Anyway, there was painful prayers and conversations that happened and I started letting go. First the easy things, things I knew we would never use, had been sitting since they came out of the boxes we shipped here 2 years ago…and the more I eliminated, the easier it got, the more free I felt.
The gates had been opened. I started examining other areas where I could improve.
I had known for a while that I had been slowly gaining weight. At first I thought it was just the diet here, lots of rice, noodles, sweet potato. Then I really got honest. Maybe it was some of that, but given that we eat a lot of vegetables as well, and I have been walking everywhere since April, there had to be other explanations. Looking at my cupboards I lifted my blinders and saw. I was using food as a way of controlling my stress, because that was one of the few things during this time I thought I could control. So, when I had a bad day, I drank a can of soda. Something I very rarely did in America.

My body had become addicted to the sugars, and the serotonin it produced. Coming down off that has not been easy, Christmas time is a bad time to say I am cutting my sugar and fats. And I haven’t lost really anything yet. But most days I feel better and I hope that the weight loss will happen, and that I will not backslide badly while Evan is away.

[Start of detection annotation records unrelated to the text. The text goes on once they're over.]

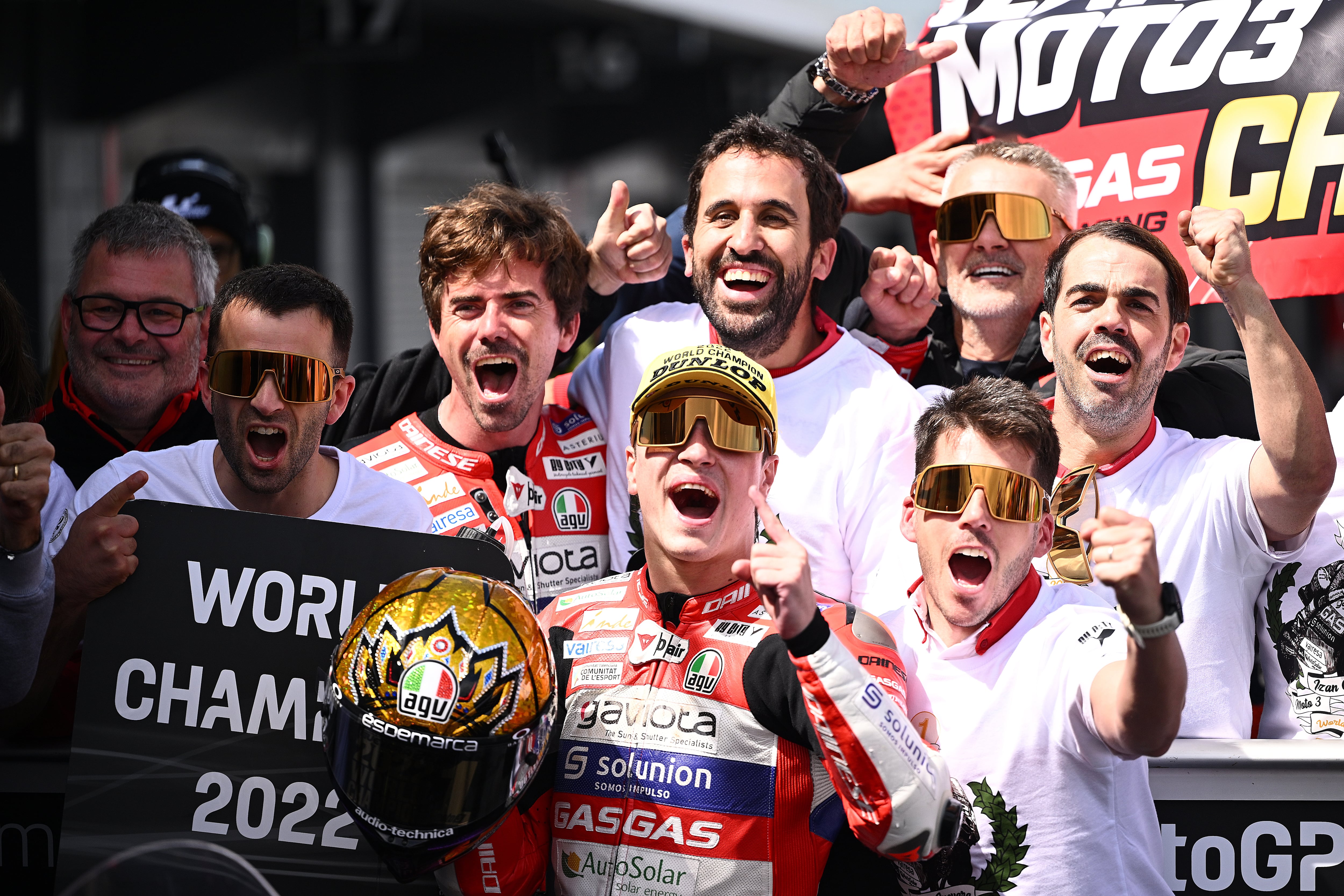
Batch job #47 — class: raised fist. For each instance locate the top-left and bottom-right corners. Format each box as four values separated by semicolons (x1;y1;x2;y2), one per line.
827;7;957;90
859;246;938;345
1176;206;1253;293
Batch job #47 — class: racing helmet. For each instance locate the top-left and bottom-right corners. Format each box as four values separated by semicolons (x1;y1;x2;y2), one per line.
323;568;556;883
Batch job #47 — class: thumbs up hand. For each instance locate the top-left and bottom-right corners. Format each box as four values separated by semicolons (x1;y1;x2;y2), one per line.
52;470;149;605
589;180;672;295
0;390;56;551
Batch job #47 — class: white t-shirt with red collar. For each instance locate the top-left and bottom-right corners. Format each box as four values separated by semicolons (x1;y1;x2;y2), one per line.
569;302;926;613
1038;418;1304;737
882;575;1171;896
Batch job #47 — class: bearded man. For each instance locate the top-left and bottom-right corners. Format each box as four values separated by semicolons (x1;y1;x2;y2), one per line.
1040;213;1335;739
569;116;923;613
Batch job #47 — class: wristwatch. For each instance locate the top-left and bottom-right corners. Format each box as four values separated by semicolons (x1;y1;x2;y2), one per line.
808;54;882;106
1116;582;1185;650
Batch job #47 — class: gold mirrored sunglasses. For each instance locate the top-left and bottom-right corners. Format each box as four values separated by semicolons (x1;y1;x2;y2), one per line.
208;348;345;404
630;395;774;454
1047;463;1097;584
910;463;1046;523
935;194;1073;243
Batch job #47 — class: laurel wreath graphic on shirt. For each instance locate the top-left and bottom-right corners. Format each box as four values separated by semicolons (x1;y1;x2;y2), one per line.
1265;563;1302;650
968;778;1031;893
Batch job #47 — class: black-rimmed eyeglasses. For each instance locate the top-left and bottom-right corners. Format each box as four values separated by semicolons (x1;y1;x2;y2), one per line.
70;295;208;336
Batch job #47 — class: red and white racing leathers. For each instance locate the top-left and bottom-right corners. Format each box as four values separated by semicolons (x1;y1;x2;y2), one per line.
437;567;960;896
349;404;610;607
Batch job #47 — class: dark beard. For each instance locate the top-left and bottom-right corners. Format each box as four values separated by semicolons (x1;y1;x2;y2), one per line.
1055;333;1172;437
691;248;812;359
215;395;327;494
462;342;535;433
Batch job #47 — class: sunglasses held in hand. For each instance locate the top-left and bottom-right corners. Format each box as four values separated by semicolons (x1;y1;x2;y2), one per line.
210;348;345;404
1047;463;1097;584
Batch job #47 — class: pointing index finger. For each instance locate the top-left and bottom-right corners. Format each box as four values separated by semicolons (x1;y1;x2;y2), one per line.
747;485;793;544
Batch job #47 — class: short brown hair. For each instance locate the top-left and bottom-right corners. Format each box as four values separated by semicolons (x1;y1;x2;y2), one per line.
915;376;1059;494
421;184;589;333
685;116;844;248
1044;220;1189;326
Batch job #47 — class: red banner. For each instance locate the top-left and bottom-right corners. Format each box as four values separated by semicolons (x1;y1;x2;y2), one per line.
886;0;1344;304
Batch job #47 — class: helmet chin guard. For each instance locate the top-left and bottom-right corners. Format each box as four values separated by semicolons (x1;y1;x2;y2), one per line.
323;568;556;883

Side note: Prayers for the time when Evan is separated from us will be greatly coveted. Honestly, e-mails of encouragement would really bless me too, as this will be an incredibly stressful time for all of us. I will be guiding our boys through saying goodbye to their friends and their home. I will be saying goodbye to a place that after three years I have finally started to feel settled and figure out my place in, to go back to a place where even loved ones have gotten used to not having me around and I am not sure how to navigate.

During this time I started reading As Soon as I Fell: A Memoir by Kay Bruner. It was very surreal to read as in portions of it, she was speaking of where I live. I know the literal dirt-road corner she is talking about where she finally came to a point where she could not take it anymore. I found so much of myself in her words it scared me, but it also comforted me.  It opened up conversations with friends here who could relate and commiserate.

But it also signalled another time for self-examination and a time to let go and change….
In my seemingly endless sorting and packing of our house, I have come across several things I have held onto because I have a not so secret hope. I want a baby girl.

Evan and I had talked in loose terms before we came to PNG about the possibility of adopting a girl to add to our family. We waited for a bit for the dust to settle and then, we began an investigation into the possibility.

At this point I don’t want to say too much about it because, well, I guess I haven’t entirely let it go…J

But I began to form an idea in my mind over Christmas. When, about a week ago we were at my best friend’s home celebrating her youngest daughter’s birthday the realization flew dramatically to the fore-front of my mind.

Looking at the 1 year old little girl in her red party dress, smiling and loving her mama my heart was screaming; Why not me? Why couldn’t I have one too?


The response was: Maybe I’m not meant to. I don’t know yet if this is truly God closing the door. We are still exploring an option, but regardless, I have reached a place where, no matter how sad it makes me, I must give away (among other things) that pink changing pad (which, yes I used for my boys, but am not holding onto for sentimental reasons). The ache, even as I write this is strong. I can feel the pressing of tears behind my eyes. But I am still saying, now is a season of letting go. And I must let go of this too.